7. New Leadership & Strategy
- New CFO: Hired from top tech firm to cut costs
- New Focus: Targeting healthcare/finance instead of "everyone"
8. 2025 Plans
- Aggressive online marketing (SEO/ads) to boost leads
- Banking on healthcare and e-commerce growth
9. Outside Risks? 🚨
Helport didn’t share updates on economic or regulatory risks this year. Investors should watch for recessions or new AI laws.
Key Takeaways for Investors
The Good:
- Growing revenue and profits
- Becoming more efficient (62.8% retention)
- Winning big clients in hot industries
The Bad:
- Relies too much on 3 clients and 1 supplier
- Growth is slowing
The Unknown:
- No clear competitive advantage shared
- Silent on economic risks
Invest?
If you’re okay with risk: Their AI focus is paying off, and healthcare/e-commerce could drive future growth.
If you’re cautious: Wait to see if they diversify clients and suppliers.
Always do your own research—this isn’t advice, just one friend’s breakdown! 😊
Report cleaned up to remove placeholder text and unclear sections.

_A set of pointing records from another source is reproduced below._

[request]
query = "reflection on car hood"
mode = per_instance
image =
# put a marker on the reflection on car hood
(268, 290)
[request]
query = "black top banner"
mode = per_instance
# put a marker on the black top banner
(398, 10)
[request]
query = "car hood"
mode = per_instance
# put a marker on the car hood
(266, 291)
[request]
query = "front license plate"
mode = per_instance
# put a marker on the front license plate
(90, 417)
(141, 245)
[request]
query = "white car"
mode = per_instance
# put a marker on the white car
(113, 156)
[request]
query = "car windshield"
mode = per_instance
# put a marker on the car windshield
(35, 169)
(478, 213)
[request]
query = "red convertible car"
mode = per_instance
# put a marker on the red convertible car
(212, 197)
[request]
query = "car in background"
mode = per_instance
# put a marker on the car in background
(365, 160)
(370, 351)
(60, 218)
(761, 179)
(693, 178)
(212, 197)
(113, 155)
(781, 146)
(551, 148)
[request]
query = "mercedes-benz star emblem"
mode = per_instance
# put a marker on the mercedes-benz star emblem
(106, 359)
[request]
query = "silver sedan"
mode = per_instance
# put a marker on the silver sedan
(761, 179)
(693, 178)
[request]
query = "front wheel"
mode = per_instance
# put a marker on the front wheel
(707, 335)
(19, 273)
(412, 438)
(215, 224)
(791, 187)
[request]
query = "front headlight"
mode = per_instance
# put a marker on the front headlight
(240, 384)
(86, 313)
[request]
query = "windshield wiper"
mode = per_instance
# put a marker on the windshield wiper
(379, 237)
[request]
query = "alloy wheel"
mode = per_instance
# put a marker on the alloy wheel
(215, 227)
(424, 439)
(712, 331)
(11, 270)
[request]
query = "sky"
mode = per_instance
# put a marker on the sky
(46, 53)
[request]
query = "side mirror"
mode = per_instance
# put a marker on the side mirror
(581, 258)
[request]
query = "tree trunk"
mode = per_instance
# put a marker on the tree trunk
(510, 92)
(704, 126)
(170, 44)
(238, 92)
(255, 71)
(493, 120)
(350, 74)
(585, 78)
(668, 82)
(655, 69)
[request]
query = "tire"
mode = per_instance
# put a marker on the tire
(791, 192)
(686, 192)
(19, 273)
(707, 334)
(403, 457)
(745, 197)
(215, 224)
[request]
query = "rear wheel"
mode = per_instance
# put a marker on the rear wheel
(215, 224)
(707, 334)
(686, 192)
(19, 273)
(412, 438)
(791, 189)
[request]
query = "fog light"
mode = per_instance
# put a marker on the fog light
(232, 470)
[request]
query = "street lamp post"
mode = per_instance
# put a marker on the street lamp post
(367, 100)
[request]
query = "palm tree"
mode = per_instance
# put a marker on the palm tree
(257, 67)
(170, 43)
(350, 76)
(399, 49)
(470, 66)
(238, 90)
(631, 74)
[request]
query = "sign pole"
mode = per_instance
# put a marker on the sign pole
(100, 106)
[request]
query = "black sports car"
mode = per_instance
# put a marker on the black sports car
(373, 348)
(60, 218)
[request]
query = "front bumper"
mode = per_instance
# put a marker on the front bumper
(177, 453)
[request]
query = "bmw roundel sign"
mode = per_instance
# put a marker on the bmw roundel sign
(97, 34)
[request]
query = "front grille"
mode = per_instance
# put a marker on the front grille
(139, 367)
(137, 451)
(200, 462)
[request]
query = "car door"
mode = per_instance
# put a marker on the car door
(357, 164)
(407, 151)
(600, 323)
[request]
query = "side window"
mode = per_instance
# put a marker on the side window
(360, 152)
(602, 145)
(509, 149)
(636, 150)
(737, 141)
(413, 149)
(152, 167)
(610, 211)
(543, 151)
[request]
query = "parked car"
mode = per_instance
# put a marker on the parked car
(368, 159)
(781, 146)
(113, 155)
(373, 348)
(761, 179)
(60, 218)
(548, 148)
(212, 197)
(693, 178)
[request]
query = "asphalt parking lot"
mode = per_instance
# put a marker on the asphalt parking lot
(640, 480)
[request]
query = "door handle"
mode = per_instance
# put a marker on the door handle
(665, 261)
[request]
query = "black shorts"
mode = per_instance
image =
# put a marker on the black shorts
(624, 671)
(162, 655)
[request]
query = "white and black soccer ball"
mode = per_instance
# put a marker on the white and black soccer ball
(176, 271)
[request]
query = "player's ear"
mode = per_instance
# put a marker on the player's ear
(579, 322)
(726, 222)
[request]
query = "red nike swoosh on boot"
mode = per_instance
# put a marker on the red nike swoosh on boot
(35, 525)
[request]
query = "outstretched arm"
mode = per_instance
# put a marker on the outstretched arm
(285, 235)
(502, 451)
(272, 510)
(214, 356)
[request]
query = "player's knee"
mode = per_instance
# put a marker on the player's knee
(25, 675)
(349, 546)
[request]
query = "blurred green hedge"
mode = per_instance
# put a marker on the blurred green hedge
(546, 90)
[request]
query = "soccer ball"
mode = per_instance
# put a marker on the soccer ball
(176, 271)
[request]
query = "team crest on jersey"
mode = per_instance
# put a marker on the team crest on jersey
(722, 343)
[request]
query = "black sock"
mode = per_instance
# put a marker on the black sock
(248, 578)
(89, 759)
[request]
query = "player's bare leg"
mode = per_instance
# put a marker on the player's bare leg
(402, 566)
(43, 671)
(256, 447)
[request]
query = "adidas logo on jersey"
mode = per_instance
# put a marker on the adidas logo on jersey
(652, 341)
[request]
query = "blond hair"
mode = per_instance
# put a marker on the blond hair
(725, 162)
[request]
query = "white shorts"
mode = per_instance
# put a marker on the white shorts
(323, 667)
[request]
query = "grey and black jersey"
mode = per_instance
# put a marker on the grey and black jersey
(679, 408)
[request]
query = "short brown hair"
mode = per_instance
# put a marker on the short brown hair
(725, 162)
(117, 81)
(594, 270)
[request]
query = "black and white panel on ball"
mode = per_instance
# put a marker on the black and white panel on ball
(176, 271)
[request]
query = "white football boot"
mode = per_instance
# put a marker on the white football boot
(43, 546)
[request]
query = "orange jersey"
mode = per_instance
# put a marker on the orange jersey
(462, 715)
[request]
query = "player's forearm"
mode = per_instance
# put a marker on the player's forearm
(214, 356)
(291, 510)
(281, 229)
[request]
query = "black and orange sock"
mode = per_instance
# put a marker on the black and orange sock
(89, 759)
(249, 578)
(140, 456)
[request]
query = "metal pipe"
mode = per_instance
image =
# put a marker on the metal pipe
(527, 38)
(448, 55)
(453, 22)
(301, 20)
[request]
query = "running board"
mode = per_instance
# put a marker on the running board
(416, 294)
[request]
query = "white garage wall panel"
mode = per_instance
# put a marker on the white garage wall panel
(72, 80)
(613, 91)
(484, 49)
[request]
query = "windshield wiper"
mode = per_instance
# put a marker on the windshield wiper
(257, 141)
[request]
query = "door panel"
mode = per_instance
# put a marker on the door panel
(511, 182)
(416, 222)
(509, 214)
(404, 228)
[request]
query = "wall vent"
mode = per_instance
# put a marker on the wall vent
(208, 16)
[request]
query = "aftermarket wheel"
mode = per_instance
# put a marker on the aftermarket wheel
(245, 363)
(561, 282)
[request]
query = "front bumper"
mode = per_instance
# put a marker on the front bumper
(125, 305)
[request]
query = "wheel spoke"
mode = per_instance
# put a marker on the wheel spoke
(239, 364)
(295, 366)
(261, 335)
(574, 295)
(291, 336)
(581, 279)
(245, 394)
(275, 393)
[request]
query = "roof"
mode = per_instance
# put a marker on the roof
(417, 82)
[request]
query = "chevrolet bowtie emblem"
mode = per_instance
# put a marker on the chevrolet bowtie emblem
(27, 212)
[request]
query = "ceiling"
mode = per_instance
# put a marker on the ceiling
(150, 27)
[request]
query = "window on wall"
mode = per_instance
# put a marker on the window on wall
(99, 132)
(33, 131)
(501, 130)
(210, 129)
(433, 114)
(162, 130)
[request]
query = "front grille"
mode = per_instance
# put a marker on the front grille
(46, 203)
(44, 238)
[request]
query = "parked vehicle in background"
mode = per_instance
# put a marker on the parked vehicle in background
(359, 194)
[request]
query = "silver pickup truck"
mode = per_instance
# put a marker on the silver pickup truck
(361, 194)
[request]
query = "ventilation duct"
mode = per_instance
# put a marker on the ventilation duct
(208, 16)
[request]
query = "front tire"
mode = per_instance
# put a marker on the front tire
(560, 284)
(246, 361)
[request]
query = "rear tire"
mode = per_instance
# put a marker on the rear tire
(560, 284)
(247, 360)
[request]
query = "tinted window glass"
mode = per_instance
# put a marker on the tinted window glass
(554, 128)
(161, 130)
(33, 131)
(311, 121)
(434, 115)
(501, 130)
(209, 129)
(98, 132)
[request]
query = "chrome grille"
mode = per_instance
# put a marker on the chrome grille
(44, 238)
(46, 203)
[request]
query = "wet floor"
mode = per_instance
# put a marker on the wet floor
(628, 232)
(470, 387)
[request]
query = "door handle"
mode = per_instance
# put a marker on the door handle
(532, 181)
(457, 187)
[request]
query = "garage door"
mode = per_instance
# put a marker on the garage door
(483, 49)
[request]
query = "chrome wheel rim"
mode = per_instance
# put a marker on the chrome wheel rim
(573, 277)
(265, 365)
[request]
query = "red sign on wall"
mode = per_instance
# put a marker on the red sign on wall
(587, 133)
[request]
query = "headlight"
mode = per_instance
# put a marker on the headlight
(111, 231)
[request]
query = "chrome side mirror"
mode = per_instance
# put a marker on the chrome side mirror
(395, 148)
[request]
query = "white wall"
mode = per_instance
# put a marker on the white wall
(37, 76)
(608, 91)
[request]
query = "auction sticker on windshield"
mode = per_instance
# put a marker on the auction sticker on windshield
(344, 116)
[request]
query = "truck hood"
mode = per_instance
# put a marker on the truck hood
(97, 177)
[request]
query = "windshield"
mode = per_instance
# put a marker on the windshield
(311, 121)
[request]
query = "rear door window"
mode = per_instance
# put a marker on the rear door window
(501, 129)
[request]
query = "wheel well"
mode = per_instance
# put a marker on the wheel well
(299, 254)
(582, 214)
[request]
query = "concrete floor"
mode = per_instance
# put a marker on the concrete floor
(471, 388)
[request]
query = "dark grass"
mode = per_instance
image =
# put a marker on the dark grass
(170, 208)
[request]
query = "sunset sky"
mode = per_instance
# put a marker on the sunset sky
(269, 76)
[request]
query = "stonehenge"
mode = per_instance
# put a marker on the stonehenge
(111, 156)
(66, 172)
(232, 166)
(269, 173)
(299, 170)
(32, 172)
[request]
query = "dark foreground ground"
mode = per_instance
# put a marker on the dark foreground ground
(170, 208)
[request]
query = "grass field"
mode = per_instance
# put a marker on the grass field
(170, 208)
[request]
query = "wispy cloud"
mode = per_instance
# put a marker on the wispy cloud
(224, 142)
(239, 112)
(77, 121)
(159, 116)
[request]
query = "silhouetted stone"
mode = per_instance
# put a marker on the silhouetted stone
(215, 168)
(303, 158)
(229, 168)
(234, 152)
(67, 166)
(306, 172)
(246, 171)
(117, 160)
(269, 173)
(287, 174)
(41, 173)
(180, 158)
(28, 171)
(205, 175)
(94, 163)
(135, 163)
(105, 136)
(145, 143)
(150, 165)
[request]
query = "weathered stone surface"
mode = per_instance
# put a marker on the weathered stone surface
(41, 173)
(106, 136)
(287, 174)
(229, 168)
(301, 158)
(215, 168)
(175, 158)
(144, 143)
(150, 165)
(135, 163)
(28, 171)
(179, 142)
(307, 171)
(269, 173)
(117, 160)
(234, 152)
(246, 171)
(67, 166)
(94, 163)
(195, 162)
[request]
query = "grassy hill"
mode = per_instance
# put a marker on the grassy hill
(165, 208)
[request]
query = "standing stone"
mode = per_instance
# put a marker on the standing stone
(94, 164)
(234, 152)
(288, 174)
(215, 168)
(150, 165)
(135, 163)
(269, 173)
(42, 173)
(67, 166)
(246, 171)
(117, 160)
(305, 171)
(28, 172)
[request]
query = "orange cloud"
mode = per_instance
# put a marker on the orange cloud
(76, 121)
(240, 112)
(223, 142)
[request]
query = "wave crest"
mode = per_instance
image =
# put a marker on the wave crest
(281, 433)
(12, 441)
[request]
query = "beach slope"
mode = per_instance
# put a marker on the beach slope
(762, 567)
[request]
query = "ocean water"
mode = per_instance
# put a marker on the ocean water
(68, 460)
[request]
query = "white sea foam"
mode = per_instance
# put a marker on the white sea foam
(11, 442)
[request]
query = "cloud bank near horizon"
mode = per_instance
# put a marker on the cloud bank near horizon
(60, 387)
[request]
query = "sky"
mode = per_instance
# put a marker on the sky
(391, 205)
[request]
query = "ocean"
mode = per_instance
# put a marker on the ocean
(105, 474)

Original filing lacked details on competition and macro risks.
Risk Factors
- Top 3 clients represent 69.5% of revenue
- Dependent on single supplier Youfei Shuke until 2025
- 2% transaction fee loss using Xinsheng payment system
Financial Metrics
Document Information
SEC Filing
View Original DocumentAnalysis Processed
November 18, 2025 at 09:02 AM
This AI-generated analysis is for informational purposes only and does not constitute financial or investment advice. Always consult with qualified professionals and conduct your own research before making investment decisions.